Why is blank Blu-ray disc media so expensive?
It is certainly a sign of the times when a emerging technology like Blu-ray is compared to a mature technology like DVD. Many people have a hard time understanding the costs in product development and manufacturing. Then and only then does the product line start to “bring in money”. However that money (or revenue) is paying off the original investment in the R&D. True profitability is not achieved until after a economy of scale has been reached. In some cases that point is never reached. DVD Recordable is a great example of this. Some media manufacturers have been trying to capture the market by undercutting one another and have only succeeded in driving the price down below their costs. This was an attempt to jump start the recordable DVD market (which it was successful at) but also made it very difficult to make any profit or recover the investment in manufacturing.
Recordable Blu-ray discs is somewhat different in that there is not a viable competing technology like DVD+R and DVD-RAM. HD-DVD was abandoned by Toshiba and so only one format is available. This excludes some of the more boutique optical discs like UDO and some of the Chinese formats. In comparison to recordable DVD evolution Blu-ray has been far faster. Perhaps that is why there is some impatience in the price decreasing in the same way DVD did. It took recordable DVD around 5 years to mature and it was not till the last several years that prices started to decrease: sharply.
Blu-ray recordable is still developing. At this point dual layer Blu-ray recordable discs (BD-RE) can store 50 GB of data, single side can store 25GB. The road map looks to a 100GB disc in the near future. All this takes capital to finance. Essentially the technology is shrinking the method of storing the data and creating multi layers that each store more and more data. The technology uses a different type of laser (that’s how optical discs are read). With all that it does not compare to when a DVD recorder drive was $13,000. Yes those days (years) really did exist. This is not where we break out into a story about walking to school in bare feet in the snow but it really is a matter of perspective. Recordable Blu-ray is not as inexpensive as recordable DVD because DVD is a mature market. Demand has leveled off and despite the crazy forecasts from some manufacturing sectors, the same ones who dump product on the market because they are always wrong, prices have drifted down.

BRIAN SHAW
May, 1st 2009 at 11:24 am
How come HMV can sell a film on bluray at £8-95 when blank discs are so expencive?
Samuel
May, 1st 2009 at 11:40 am
two major reasons. one the motion picture industry is pushing BD-ROM (the movie you would purchase at a store) so they are ‘financing’ lower then normal pricing based on volume.
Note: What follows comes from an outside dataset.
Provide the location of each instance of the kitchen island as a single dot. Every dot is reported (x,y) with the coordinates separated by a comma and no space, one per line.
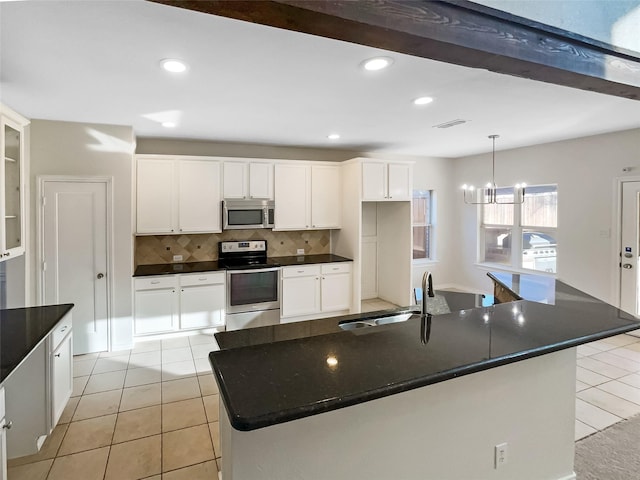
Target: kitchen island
(428,397)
The other reason is BD-ROM is pressed disc, they cost about .20 to manufacture a BD-R (recordable Blu-ray) costs about $7.00 to manufacture single sided, double sided is about $14.00
or in British pounds around 4.72 BP or 9.45 BP for dual layer. The other issue would be VAT
Anonymous
July, 3rd 2009 at 8:09 pm
It’s called a monopoly. If you can burn blurays they’re afraid you can pirate. The data storage market is a pittance compared to what the MPAA thinks it is.
Realistically, who is going to download a 25gb movie and burn it. When idiots are at the the helm we all lose!
Coleman
December, 14th 2009 at 8:02 am
I don’t believe this explanation about costs of production is accurate. Once the production line is set up the cost of manufacturing a recordable blu-ray is not signifiantly more than that of a DVDr or CDr. I think it is purely the fact that keeping the cost of blank media high will make the manufacturers more money from early adapters while there is an opportunity. There is no real need to complete to sell these discs cheaply until the general public begins buying blu-ray burners. This will likely be detered however by HDCP encryption on HDMI connections rednering copying of HD content from streams diifcult.